75. “Always and Forever” – Heatwave: I’ve been to a few weddings in my life and in at least two of them, this was the couple’s song for their first dance. All I can say is that I can’t believe this snoozefest came from the same guys that gave us “Boogie Nights”. (Seriously though, I don’t hate it, it’s a perfectly fine lovey-dovey love song, and Johnnie Wilder gives a hell of a vocal performance – it’s just slightly too “late 50s/early 60s school dance” for my tastes.)

74. “Copacabana” – Barry Manilow: God damn it. I’ve been bested. Since every lulling ballad that Manilow puts out sounds like cheap musical writing, it would only make sense that his disco effort be just as corny. The story at the core really isn’t all that interesting, but Manilow’s peppy delivery of it is so darn infectious, I can’t help but dance along to every beat of it. Songs like this instantly give me the image of the singer giving a sparkly performance of the song at some Vegas club. And here’s another single with Latin flair, I’m telling ya! Yes, it’s still Manilow, faults and all. But this is just so fucking fun, I don’t even care if I let anyone down by defending this little ditty.

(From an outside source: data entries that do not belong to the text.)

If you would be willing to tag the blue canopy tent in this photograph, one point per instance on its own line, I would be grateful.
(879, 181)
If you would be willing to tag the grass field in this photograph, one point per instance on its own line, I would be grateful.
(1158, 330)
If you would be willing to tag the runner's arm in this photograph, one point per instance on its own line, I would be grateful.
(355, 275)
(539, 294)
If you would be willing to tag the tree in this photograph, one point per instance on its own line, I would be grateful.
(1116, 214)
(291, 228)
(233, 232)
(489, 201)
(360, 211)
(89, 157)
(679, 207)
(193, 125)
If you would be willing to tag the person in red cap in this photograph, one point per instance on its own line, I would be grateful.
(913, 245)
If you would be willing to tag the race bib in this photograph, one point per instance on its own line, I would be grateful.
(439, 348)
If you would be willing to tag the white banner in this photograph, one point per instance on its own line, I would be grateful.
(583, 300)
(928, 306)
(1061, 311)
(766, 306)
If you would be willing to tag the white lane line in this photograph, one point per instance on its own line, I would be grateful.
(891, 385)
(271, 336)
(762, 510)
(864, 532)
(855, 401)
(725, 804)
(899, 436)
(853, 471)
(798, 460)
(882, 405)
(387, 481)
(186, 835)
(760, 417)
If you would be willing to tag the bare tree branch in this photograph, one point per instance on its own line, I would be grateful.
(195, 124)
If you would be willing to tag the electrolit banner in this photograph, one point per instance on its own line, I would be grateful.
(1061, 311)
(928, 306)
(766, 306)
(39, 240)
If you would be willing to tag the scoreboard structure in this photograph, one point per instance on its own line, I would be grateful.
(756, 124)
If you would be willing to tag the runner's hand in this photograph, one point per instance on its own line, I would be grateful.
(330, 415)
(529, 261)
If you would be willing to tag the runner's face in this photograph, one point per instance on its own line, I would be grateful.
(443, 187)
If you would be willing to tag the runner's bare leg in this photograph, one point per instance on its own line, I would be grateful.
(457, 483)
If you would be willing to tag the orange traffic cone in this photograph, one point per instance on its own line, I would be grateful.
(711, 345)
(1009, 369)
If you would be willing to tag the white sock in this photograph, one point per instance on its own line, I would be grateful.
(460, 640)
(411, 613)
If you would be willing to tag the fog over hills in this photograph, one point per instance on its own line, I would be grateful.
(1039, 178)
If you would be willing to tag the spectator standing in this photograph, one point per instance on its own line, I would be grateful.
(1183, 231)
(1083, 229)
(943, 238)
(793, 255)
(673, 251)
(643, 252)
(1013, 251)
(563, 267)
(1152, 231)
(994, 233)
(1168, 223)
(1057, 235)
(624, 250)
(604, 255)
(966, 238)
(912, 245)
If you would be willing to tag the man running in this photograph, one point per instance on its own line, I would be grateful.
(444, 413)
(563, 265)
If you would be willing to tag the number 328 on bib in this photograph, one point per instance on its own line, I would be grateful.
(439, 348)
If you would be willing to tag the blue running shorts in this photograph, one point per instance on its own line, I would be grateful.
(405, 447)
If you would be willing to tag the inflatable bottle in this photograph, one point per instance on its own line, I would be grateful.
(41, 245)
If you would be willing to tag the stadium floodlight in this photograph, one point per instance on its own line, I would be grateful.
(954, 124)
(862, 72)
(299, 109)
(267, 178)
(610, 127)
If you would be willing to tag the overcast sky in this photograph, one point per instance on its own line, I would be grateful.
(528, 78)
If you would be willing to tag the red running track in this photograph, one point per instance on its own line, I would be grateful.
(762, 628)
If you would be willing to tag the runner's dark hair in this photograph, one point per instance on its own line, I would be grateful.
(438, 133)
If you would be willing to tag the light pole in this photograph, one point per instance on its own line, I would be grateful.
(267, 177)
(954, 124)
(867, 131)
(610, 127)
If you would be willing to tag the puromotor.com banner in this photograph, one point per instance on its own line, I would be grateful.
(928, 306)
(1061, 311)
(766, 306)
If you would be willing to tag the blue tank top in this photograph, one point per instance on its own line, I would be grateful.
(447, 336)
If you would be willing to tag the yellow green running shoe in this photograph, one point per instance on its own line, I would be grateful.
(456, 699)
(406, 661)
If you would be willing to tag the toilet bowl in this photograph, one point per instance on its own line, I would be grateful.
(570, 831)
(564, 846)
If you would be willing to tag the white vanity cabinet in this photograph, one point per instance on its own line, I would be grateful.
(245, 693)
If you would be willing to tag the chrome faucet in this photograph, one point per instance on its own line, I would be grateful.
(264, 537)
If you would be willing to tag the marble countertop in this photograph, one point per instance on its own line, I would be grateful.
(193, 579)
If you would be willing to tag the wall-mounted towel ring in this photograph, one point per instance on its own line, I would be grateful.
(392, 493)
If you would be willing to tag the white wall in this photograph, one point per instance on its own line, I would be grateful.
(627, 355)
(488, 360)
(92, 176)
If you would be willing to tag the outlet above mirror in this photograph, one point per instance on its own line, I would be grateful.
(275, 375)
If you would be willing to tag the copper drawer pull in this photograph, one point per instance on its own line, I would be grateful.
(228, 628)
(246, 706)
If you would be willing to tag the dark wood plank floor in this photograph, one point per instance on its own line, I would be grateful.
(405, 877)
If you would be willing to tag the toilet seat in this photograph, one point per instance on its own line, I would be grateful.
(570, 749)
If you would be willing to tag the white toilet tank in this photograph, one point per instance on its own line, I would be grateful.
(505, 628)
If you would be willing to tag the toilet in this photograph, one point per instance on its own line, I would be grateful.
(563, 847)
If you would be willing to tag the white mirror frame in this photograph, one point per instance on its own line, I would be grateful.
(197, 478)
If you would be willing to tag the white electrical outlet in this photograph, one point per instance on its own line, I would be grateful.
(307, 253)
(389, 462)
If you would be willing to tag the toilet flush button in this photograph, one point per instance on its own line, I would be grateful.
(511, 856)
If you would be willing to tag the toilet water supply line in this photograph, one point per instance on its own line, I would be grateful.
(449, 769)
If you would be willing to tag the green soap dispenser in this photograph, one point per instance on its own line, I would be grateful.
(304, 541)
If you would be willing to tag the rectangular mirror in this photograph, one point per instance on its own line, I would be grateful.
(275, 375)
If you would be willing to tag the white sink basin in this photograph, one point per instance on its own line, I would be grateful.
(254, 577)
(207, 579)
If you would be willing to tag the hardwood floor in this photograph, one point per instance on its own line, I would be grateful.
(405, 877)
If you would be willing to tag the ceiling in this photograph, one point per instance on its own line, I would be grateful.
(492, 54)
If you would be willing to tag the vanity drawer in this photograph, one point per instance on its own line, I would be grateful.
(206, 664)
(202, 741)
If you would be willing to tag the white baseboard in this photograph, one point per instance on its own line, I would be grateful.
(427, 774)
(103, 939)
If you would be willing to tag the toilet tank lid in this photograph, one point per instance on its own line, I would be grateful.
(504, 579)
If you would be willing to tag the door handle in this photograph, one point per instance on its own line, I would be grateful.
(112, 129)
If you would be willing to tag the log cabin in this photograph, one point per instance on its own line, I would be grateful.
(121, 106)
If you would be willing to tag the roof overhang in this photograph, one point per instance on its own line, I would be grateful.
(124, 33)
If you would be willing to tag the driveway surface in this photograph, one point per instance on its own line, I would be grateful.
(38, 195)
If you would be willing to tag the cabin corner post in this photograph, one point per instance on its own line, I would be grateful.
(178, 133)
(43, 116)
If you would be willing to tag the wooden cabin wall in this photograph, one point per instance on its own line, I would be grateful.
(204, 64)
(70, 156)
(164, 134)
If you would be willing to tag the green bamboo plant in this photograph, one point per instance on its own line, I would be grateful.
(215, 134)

73. “Every Kinda People” – Robert Palmer: The introduction of Robert Palmer to the Hot 100 must be yet another sign that the 80s are nigh. This song is actually pretty cool, the lyrics covering themes of tolerance and acceptance that, while perhaps would be more fitting in the mid- to late-60s, is very relevant nonetheless. I like the jazz-funk feel of the song, with the Carribean-esque keyboards being a real staple of its sound. It’s dangerously smooth, in the sense that it could almost be easily swept under the rug in place of something more interesting. I do like this quirky little number, though.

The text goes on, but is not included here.